Fault Current

Divide 630kVA by the voltages to obtain amperes. Anything above each of those two numbers would indicate an overload fault.

On the 11kV side, available fault current depends on the system upstream, either the utility's source or the larger transformer that feeds this one, plus the effects of lengths of cable and bus and any contribution from generation or motors on-site. It is not trivial to analyze.

On the 415V, it can be approximated by calculating the Full-Load Amps of the transformer kVA / (kV * sqrt 3) = 630 / (0.415 * 1.732) = 876 amps. Divide this by the transformer's percent impedance expressed as a decimal (e.g., 5.5%Z = 0.055) to get a rough estimate of max fault current at the transformer secondary. Assuming this unit is about 5.5%Z, available secondary fault current is about 16kA. To this would also be added contribution due to motors on the circuit, which feed back into the fault while they are still spinning as generators.

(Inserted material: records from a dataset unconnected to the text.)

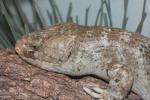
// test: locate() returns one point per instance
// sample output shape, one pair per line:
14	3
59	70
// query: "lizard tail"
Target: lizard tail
143	89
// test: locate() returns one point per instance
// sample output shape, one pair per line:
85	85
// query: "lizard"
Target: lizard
120	57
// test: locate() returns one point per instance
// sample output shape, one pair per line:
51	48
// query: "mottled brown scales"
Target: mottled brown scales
118	56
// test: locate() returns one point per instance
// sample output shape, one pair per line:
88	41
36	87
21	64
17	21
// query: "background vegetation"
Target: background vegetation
14	22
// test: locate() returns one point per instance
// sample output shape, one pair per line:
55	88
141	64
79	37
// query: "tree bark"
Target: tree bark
20	80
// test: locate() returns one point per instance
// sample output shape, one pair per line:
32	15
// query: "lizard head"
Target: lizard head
44	47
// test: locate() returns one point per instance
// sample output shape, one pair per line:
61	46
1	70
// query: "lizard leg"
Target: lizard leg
121	80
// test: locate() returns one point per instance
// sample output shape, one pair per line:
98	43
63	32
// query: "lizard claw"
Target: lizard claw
99	93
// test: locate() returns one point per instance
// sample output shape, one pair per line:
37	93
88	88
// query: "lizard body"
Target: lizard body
118	56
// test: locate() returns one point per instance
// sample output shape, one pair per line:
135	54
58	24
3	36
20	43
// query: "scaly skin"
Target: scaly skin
118	56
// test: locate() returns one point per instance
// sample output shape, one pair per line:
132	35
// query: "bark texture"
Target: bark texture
22	81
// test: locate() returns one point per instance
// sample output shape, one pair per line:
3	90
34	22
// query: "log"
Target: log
20	80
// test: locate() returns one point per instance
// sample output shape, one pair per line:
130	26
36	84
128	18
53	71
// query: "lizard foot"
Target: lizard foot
99	93
121	80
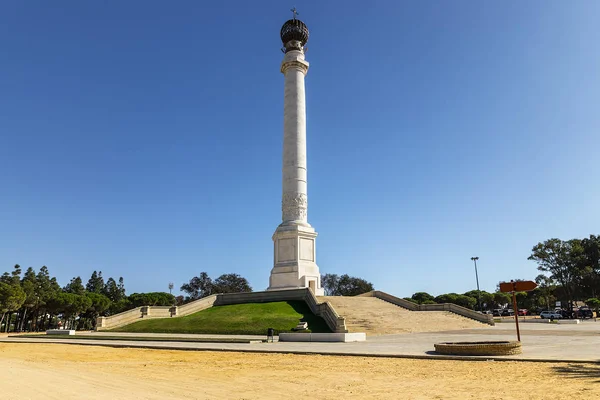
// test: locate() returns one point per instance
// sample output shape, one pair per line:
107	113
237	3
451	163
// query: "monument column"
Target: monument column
294	240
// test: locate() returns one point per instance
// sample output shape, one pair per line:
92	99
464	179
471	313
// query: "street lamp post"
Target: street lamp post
477	279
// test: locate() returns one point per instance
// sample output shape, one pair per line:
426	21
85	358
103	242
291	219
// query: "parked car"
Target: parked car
584	312
550	315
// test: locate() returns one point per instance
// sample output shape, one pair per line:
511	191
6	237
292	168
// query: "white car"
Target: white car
550	315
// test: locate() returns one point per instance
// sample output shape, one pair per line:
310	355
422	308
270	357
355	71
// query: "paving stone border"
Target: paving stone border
499	348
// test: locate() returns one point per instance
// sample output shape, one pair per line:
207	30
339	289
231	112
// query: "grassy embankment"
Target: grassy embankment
236	319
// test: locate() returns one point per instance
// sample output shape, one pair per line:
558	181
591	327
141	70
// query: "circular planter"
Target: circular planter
504	348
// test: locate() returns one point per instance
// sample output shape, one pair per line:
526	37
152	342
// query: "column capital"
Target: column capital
295	63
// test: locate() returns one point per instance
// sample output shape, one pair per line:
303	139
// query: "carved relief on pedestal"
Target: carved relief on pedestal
294	206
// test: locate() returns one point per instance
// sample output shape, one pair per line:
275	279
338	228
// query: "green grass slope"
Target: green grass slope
236	319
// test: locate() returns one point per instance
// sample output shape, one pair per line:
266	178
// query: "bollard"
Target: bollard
270	334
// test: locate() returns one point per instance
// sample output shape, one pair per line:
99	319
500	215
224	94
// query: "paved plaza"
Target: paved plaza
541	342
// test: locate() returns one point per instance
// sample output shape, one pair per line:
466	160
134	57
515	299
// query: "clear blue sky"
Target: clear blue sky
143	138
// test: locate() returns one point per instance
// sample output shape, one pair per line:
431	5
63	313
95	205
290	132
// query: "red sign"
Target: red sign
520	286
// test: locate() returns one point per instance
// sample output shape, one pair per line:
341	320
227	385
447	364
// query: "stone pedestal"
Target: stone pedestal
294	259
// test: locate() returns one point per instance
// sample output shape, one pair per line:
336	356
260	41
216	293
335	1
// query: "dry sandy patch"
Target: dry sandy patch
377	317
59	371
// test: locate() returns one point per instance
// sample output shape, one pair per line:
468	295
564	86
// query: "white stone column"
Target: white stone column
294	241
294	201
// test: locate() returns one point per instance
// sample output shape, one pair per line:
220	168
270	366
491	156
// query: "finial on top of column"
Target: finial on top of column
294	33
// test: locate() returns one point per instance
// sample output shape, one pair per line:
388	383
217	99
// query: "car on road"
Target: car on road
550	315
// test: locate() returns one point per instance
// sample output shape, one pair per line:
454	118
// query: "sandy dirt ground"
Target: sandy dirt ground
58	371
377	317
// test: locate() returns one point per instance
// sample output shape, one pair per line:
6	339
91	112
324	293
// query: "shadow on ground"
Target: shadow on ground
315	324
580	371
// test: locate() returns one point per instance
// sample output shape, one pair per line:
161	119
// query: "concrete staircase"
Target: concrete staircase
378	317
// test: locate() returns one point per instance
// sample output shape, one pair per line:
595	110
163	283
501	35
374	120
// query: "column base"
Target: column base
294	257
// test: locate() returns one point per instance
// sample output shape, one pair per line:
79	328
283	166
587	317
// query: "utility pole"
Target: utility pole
477	279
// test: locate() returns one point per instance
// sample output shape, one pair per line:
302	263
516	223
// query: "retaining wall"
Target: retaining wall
118	320
336	323
456	309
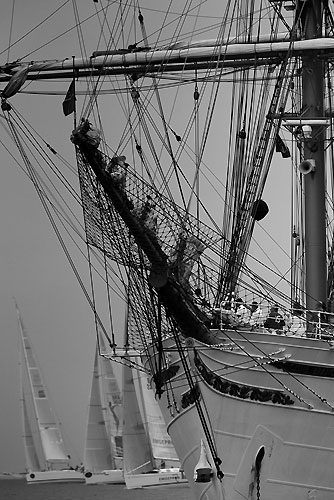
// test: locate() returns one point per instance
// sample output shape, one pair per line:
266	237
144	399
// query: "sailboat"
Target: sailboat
46	458
103	457
149	456
188	121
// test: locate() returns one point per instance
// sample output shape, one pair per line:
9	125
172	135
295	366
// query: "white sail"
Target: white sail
161	444
31	458
136	447
98	444
48	438
103	436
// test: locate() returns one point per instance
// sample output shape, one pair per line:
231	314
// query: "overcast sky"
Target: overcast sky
33	267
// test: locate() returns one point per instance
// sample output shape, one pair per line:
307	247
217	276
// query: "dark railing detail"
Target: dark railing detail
241	391
304	369
190	397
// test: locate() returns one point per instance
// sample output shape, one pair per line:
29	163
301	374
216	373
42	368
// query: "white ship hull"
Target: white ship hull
114	476
159	478
257	413
55	476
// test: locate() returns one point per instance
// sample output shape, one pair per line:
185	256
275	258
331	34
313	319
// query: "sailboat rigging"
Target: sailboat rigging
46	458
175	187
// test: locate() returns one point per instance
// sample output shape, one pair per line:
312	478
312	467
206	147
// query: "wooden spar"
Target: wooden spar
172	294
313	148
233	55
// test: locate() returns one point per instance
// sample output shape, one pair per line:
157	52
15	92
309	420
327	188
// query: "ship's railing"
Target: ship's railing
318	325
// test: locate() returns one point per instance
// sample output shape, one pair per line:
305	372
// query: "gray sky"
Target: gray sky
33	267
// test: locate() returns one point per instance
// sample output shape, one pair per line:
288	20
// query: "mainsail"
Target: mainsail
146	442
104	427
44	446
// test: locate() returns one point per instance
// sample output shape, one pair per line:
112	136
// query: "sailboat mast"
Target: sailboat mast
311	15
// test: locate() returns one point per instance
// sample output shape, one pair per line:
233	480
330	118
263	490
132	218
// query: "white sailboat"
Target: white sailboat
46	458
149	456
103	457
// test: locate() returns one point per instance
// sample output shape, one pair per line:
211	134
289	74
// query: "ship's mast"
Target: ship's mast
311	15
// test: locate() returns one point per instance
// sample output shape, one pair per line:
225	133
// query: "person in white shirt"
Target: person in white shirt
256	319
242	312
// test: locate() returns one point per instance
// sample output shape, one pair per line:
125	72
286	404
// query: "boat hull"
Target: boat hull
114	476
55	476
160	478
251	414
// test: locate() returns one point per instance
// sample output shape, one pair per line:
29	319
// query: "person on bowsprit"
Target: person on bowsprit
242	312
275	320
117	169
256	319
228	303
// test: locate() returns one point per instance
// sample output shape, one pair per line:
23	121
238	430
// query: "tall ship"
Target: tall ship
202	136
47	460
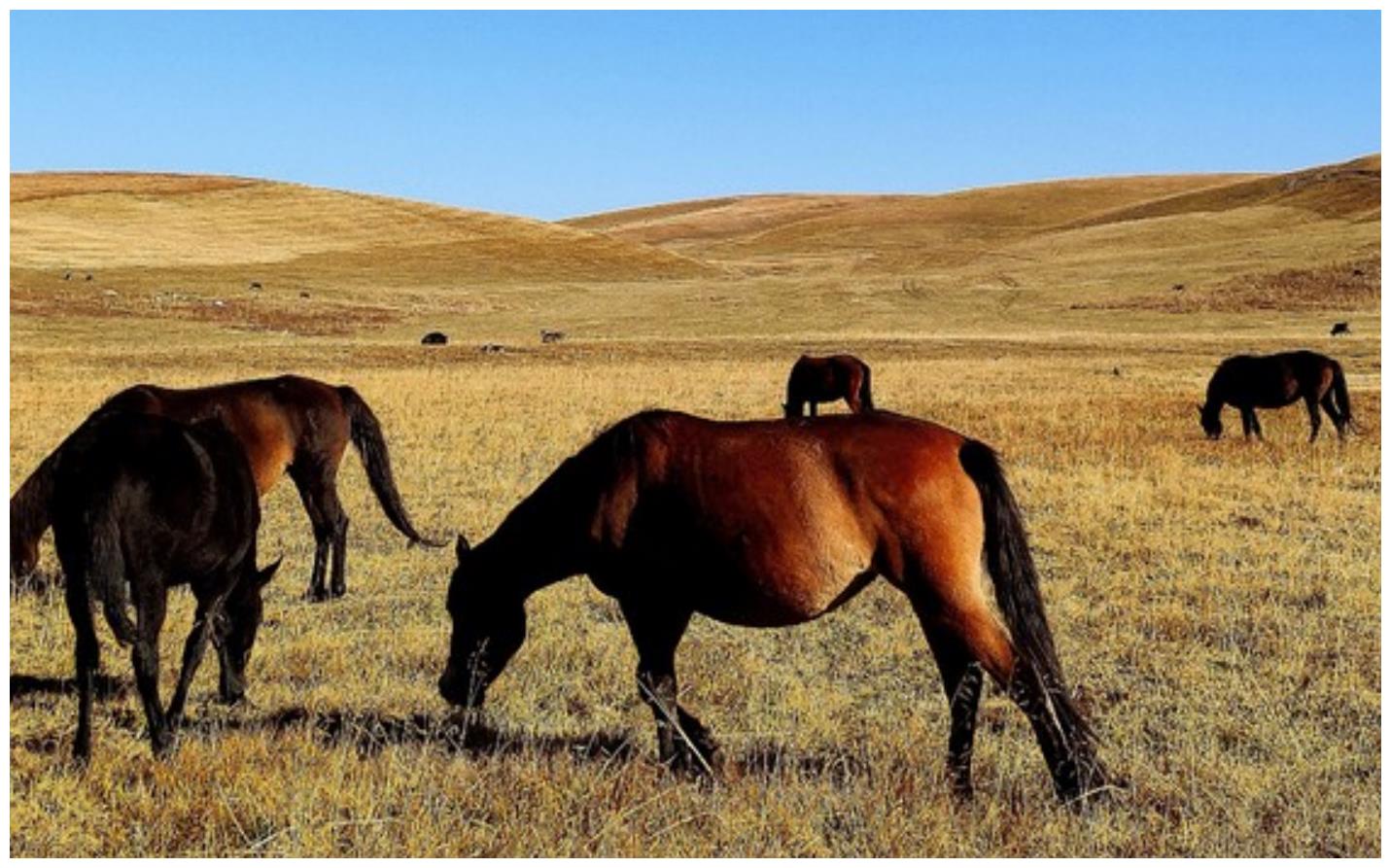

Again, not a trivial analysis. If you want to calculate it all out by hand, it is possible - the procedure is documented in any textbook on power system analysis, or the IEEE Brown Book (IEEE Recommended Practice for Industrial and Commercial Power Systems Analysis). Easier way is to get software such as the SKM Power*Tools Analysis, but that entails cost and a training/learning curve.